Train Test Split | |||
---|---|---|---|
Description | The data is split randomly into train data and test data. Ideally, the split is in the ratio of 70:30 or 80:20 for train and test. | ||
Why to use | To evaluate the accuracy of the model with an unknown dataset. | ||
When to use | The dataset contains a large number of rows. | When not to use | Limited data is available. |
Prerequisites | |||
Input | Any dataset that contains any form of data – Textual, Categorical, Date, Numerical data. | Output | Dataset split into two parts – Train data and Test data. |
Statistical Methods used |
| Limitations | If the data is limited, then there is a possibility of high bias. |
The train-test split is a technique to evaluate the accuracy of a model. It is used to make predictions on a large dataset. It is appropriate where a good quick estimate of the model performance is required.
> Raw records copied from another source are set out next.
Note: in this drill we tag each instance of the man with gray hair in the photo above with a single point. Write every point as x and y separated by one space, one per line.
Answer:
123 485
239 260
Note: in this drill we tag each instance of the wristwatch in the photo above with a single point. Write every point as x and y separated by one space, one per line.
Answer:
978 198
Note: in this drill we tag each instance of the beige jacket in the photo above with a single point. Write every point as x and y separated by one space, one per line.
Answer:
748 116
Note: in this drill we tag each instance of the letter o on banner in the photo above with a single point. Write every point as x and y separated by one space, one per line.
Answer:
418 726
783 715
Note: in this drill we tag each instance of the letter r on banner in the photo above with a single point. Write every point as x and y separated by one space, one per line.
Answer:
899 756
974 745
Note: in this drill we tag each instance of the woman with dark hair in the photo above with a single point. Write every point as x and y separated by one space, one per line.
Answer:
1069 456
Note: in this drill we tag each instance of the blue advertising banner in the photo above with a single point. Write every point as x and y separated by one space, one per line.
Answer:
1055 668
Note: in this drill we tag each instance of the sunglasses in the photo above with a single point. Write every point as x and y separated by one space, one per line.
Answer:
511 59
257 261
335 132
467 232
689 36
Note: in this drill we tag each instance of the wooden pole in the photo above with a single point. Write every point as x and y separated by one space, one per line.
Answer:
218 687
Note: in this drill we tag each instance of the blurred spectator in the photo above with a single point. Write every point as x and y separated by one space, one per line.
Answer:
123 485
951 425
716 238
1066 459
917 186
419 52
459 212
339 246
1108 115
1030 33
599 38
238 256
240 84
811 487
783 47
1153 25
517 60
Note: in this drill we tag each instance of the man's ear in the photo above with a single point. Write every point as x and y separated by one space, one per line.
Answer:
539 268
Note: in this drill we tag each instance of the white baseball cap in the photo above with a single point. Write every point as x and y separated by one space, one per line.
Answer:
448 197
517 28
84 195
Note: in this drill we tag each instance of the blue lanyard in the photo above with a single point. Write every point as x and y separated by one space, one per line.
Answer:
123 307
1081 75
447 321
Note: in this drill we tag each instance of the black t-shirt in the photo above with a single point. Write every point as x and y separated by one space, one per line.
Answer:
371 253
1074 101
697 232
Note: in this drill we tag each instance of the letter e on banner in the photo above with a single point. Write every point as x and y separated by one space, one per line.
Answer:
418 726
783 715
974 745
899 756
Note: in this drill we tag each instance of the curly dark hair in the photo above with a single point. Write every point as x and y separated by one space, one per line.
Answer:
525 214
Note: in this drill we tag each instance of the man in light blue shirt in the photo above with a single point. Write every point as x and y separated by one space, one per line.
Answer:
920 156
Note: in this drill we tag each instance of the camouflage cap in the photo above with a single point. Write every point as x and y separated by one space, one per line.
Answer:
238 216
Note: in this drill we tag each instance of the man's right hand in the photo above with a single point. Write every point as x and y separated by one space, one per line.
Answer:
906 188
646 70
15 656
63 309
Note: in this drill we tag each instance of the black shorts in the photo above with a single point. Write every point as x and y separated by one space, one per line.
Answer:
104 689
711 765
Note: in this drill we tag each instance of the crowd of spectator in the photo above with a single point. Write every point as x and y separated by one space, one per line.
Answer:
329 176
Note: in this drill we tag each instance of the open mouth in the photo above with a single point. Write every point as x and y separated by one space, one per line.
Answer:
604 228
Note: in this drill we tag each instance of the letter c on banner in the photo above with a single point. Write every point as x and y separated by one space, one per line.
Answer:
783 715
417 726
In this technique, the input dataset is divided into two datasets, train and test. The train dataset is used to fit the model by getting the model trained on the input dataset. The expected output of the data is known. The test dataset is used to make predictions on unknown data. It evaluates the performance of the model on new data.
The train-test split is used when sufficiently large data is available. The data in each of the train and test sets should ideally represent the problem. There should be enough records to cover all common and uncommon cases of the problem or situation. If the dataset size is not optimum, it may overfit or underfit the model.